ANTS updates database, increases transaction speeds

14.11.2005

Each of Grupo's two Ants servers runs on a dual-processor 3.1-GHz Xeon system with 2GB of RAM. They share a MicroAppliance disk array connected via a storage-area network.

Two analysts agreed that the Ants approach is unique, though they disagreed about its prospects.

Philip Howard, a database analyst at U.K.-based Bloor Research, called Ants, which only rarely requires heavily accessed data fields to be locked, a 'pretty revolutionary' advance over conventional databases, such as Oracle, IBM's DB2 and Microsoft's SQL Server, which all added row-level locking five to 10 years ago.

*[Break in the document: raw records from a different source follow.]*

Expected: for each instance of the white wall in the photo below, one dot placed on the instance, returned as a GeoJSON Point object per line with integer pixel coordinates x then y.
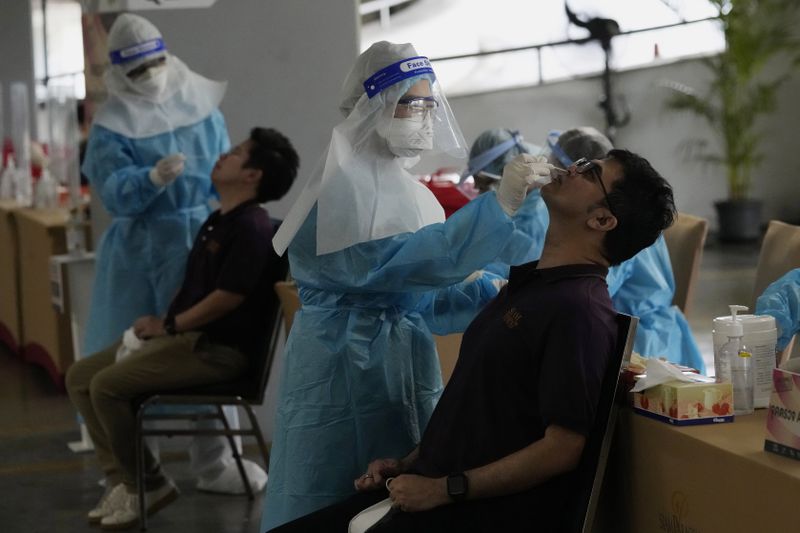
{"type": "Point", "coordinates": [652, 132]}
{"type": "Point", "coordinates": [284, 63]}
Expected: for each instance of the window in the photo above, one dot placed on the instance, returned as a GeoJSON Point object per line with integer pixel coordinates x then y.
{"type": "Point", "coordinates": [652, 31]}
{"type": "Point", "coordinates": [58, 47]}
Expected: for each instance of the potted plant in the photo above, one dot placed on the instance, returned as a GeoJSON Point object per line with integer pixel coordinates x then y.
{"type": "Point", "coordinates": [757, 34]}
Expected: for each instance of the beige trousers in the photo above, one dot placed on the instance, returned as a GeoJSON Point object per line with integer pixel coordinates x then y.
{"type": "Point", "coordinates": [105, 392]}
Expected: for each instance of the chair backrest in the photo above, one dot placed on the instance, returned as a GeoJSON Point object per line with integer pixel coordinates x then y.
{"type": "Point", "coordinates": [685, 240]}
{"type": "Point", "coordinates": [591, 469]}
{"type": "Point", "coordinates": [780, 253]}
{"type": "Point", "coordinates": [290, 302]}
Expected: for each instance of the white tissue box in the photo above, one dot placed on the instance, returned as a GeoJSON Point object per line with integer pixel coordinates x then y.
{"type": "Point", "coordinates": [783, 418]}
{"type": "Point", "coordinates": [687, 403]}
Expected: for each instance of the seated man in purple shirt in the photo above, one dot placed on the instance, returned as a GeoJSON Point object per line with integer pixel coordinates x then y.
{"type": "Point", "coordinates": [210, 334]}
{"type": "Point", "coordinates": [514, 417]}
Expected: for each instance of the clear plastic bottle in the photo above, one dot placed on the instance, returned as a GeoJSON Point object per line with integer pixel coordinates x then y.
{"type": "Point", "coordinates": [743, 382]}
{"type": "Point", "coordinates": [725, 357]}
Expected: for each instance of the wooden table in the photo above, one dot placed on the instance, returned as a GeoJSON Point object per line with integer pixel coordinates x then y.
{"type": "Point", "coordinates": [10, 319]}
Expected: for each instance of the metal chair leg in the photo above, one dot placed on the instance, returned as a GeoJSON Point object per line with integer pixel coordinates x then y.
{"type": "Point", "coordinates": [140, 474]}
{"type": "Point", "coordinates": [236, 454]}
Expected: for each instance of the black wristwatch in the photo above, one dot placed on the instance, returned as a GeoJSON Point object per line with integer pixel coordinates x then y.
{"type": "Point", "coordinates": [457, 486]}
{"type": "Point", "coordinates": [169, 324]}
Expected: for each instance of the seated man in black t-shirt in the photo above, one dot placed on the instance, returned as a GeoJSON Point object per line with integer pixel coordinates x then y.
{"type": "Point", "coordinates": [210, 333]}
{"type": "Point", "coordinates": [514, 417]}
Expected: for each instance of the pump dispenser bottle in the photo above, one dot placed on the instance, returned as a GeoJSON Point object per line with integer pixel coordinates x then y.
{"type": "Point", "coordinates": [733, 363]}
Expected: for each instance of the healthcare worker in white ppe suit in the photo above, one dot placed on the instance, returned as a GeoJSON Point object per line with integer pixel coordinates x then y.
{"type": "Point", "coordinates": [642, 286]}
{"type": "Point", "coordinates": [378, 270]}
{"type": "Point", "coordinates": [149, 158]}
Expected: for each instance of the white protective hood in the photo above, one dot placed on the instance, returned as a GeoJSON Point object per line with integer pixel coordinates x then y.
{"type": "Point", "coordinates": [362, 190]}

Row-level locking 'is not a big issue in more static data warehouses. It's not a big deal with databases mostly focused on queries and analysis, where there are no contention problems on updating data,' Howard said. But it can impose 'a real performance constraint' in OLTP environments, where he thinks database administrators are most likely to embrace the Ants technology.

But Curt Monash, a database management consultant in Acton, Mass., and a Computerworld columnist, said that OLTP users tend to be conservative in adopting technology because they are reluctant to tamper with mission-critical databases. 'Even if the technology does all that Ants claims, it's going to be hard for them,' he said.